Soltanto per quanto riguarda le sculture di Tinguely direi che l’obiettivo e il senso di un’opera d’arte è di incarnare e trasmettere qualcosa che faccia a meno anche del suo creatore e degli umani. Per il resto, certo, anche quelle opere sono in primo luogo dei significanti, come lo è tutta l’arte che -per essere tale- non deve risultare didascalica e moralistica ma deve costituirsi come pura forma.
Adriana Bolfo
Così, a caldo: mai visto come sembrano/sono morti gli oggetti di chi è appena morto, se abbiamo frequentato abbastanza la persona e i suoi oggetti? Miseri, piccoli. Ci accorgiamo che queli oggetti sono miseri e freddi e che li vediamo morti perché non si muove più quel vivo che accompagnavano.
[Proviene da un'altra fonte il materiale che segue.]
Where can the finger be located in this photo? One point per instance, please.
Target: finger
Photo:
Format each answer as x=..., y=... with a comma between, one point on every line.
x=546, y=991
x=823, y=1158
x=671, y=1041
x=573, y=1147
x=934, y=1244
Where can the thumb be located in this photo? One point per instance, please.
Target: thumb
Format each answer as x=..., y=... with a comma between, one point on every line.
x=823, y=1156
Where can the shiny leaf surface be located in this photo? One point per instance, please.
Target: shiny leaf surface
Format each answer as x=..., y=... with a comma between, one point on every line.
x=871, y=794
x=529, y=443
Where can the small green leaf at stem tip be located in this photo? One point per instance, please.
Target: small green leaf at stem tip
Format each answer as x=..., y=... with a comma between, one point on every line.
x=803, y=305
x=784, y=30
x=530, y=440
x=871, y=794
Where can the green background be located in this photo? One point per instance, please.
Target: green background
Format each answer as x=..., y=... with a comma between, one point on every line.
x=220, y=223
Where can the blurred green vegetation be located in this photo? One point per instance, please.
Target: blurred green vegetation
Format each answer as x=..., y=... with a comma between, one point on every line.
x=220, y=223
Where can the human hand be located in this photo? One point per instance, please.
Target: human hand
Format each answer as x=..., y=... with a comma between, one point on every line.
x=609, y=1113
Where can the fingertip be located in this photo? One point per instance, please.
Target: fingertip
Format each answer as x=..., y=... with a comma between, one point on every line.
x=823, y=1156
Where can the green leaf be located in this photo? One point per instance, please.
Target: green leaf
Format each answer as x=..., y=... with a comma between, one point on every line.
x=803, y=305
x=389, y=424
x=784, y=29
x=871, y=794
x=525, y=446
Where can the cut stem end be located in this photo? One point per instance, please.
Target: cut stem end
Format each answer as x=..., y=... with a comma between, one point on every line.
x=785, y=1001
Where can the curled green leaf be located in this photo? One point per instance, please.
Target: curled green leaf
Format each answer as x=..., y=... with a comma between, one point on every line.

Mi affiora un’epressione : “così totalmente disanimata” che, scandita mi pare in questo modo, “così/totalmente/disanimata”, è la pietra-montagna
di Ungaretti, “analogon” al pianto che non si vede nel freddo paesaggio di guerra, perciò di morte, in un momento immobile.
Disanimata.
E, del resto, con moto uguale e contrario a quello del post e delle foto e dell’animazione (indotta), mi viene in mente “anima” latina, cioè soffio vitale, greco antico “ànemos”, vento, soffio, dunque.
Ancora, e questo è Cavalcanti: “Chi è questa che ven, ch’ogn’om la mira/che fa tremar di chiaritate l’are”…
Talmente vivo è un essere vivo che è in grado di trasmettere tremito anche di luce – moto,dunque – all’aria, già mobile.
Per contro: come sono morti e freddi e disperanti (si possono vedere anche così) i macchinari semoventi di Tinguely, potenziale moto perpetuo di perpetuo oggetto, nulla-significante perché mai stato vicino a un organismo caldo e vivo, mai di nessuno.